15 July 2016, Abuja – The electricity crisis in the country is lingering because of the overreliance on gas for power generation and hydroelectricity, the Minister of Science and Technology, Dr. Ogbonnaya Onu, has said.
Onu said this at the opening of a two-day workshop on Sustaining Energy for Action Plan organised by the Energy Commission of Nigeria in Abuja on Thursday.
The minister said gas-powered plants and hydroelectricity were subject to gas and water availability, which had not been in the best shape in recent times.
To guarantee energy security for the country, he said there was a need to diversify the sources of energy.
He said there was no reason why Nigeria should not be able to generate a good quantum of electricity from coal despite environmental concerns, adding that many advanced countries were generating electricity from coal that was less pure than Nigeria’s deposits.
Onu stated, “We have relied essentially on natural gas for the generation of electricity. This has created a lot of problems for the nation, particularly when gas supply is interrupted in any way, including the breakage of gas pipeline.
“The geographical location of Nigeria in the tropics gives us a great advantage for utilising solar energy and also wind energy. We will also look at other renewable sources of energy. Virtually all the developed and emerging countries, including the United States of America, China, Germany and Russia rely heavily on coal for electricity generation, and our own coal is better than theirs.”
The Director-General, Energy Commission of Nigeria, Prof.
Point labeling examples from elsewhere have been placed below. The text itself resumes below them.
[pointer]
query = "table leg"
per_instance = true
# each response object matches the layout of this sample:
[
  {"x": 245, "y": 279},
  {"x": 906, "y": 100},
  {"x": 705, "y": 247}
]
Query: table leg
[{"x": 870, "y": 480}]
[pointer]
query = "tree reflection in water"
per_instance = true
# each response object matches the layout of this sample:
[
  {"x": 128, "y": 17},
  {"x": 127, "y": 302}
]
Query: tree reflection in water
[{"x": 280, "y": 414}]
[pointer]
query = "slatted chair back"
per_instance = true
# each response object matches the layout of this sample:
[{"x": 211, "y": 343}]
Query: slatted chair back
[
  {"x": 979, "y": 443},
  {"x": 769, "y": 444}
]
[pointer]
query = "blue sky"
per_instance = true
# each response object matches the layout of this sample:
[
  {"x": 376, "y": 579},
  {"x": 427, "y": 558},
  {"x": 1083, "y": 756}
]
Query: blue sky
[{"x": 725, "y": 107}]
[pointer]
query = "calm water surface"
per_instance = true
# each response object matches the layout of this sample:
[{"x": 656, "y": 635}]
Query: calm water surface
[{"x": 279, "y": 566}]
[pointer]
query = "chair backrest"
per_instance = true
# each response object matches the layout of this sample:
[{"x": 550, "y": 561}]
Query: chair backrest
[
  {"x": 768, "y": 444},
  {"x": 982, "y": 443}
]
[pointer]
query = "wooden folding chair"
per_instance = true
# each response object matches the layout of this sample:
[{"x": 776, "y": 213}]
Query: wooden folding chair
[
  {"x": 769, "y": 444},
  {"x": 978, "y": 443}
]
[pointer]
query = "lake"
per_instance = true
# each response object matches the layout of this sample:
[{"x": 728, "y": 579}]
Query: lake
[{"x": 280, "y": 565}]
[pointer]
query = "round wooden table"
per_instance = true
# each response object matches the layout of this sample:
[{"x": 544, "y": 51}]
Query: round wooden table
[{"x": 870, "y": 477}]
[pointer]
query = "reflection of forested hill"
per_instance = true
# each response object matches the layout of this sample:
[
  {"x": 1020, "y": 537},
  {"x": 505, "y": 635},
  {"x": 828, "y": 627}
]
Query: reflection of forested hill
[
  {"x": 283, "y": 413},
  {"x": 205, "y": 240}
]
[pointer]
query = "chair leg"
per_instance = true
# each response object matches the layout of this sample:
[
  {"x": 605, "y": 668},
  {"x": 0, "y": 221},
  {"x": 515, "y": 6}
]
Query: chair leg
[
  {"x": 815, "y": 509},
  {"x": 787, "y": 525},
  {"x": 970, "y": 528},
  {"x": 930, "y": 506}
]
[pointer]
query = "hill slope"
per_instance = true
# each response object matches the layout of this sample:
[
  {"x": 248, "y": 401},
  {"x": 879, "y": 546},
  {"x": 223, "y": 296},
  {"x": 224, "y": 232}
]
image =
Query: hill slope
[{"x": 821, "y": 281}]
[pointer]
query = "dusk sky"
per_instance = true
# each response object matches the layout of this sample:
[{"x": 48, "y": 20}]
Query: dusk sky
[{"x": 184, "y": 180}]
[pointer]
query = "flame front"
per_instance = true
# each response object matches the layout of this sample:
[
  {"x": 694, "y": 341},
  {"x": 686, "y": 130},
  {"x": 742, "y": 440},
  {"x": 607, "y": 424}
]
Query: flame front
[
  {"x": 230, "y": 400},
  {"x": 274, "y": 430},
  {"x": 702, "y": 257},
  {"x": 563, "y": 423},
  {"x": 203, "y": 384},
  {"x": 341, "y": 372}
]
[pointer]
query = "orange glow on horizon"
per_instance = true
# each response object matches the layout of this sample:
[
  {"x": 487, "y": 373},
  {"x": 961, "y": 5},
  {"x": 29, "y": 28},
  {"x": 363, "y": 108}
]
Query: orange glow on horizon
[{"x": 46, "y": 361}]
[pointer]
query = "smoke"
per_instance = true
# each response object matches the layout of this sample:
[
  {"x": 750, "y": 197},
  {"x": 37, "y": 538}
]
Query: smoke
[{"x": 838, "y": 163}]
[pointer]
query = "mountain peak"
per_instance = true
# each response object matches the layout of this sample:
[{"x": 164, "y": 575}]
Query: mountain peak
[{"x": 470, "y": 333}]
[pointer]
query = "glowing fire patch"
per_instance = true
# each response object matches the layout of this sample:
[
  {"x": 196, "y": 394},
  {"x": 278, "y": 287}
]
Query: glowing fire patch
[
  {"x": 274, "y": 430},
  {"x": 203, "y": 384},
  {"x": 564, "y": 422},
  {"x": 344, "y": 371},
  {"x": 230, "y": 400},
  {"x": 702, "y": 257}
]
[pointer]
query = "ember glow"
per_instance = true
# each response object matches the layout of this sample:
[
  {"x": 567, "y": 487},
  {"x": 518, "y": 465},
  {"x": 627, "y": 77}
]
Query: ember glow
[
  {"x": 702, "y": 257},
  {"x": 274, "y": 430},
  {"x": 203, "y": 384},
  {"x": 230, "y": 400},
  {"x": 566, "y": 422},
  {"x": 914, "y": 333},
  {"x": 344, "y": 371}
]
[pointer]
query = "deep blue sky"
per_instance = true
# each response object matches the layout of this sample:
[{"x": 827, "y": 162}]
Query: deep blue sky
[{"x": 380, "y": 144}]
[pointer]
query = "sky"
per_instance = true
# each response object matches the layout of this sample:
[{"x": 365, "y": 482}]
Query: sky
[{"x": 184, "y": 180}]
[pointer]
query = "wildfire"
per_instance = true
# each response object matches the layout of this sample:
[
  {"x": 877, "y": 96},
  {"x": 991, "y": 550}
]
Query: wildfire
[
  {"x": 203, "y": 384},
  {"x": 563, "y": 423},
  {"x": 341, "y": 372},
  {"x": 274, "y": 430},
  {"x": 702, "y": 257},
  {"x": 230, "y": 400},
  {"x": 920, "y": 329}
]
Eli Bala, said energy was essential in driving and growing national economies as well as improvement in the standard of living of mankind; with fuels electricity and process heat being the most relevant forms of the final energy.
The Country Director, United Nation Development Programme, Lamin Beyai, said the Sustainable Energy for All Action Plan was an articulated strategies and activities for the promotion of sustainable energy, which Nigeria needed.
Meanwhile, the Minister of Power, Works and Housing, Babatunde Fashola, on Thursday gave conditions for Nigerians to enjoy uninterrupted electricity supply.
The minister, who spoke to journalists in Kaduna at the end of the second edition of the National Council on Power, said unless hoodlums stopped vandalising gas pipelines, the epileptic power supply would persist.
Stable electricity, according to him, will only be achievable when contractors execute power contracts properly.
Fashola noted that host communities of electricity assets must also understand that they must make sacrifices so that the nation could benefit.
This is just as the Kaduna State Governor, Mallam Nasir el-Rufai, called for proper restructuring of the Nigerian Electricity Regulatory Commission to ensure viable power supply in the country.
The governor said unless that was done, potential private investors would continue to shy away from investing in the power sector.
El-Rufai lamented the poor regulatory policy framework in the power sector, noting that currently, the distribution companies were struggling under huge debts.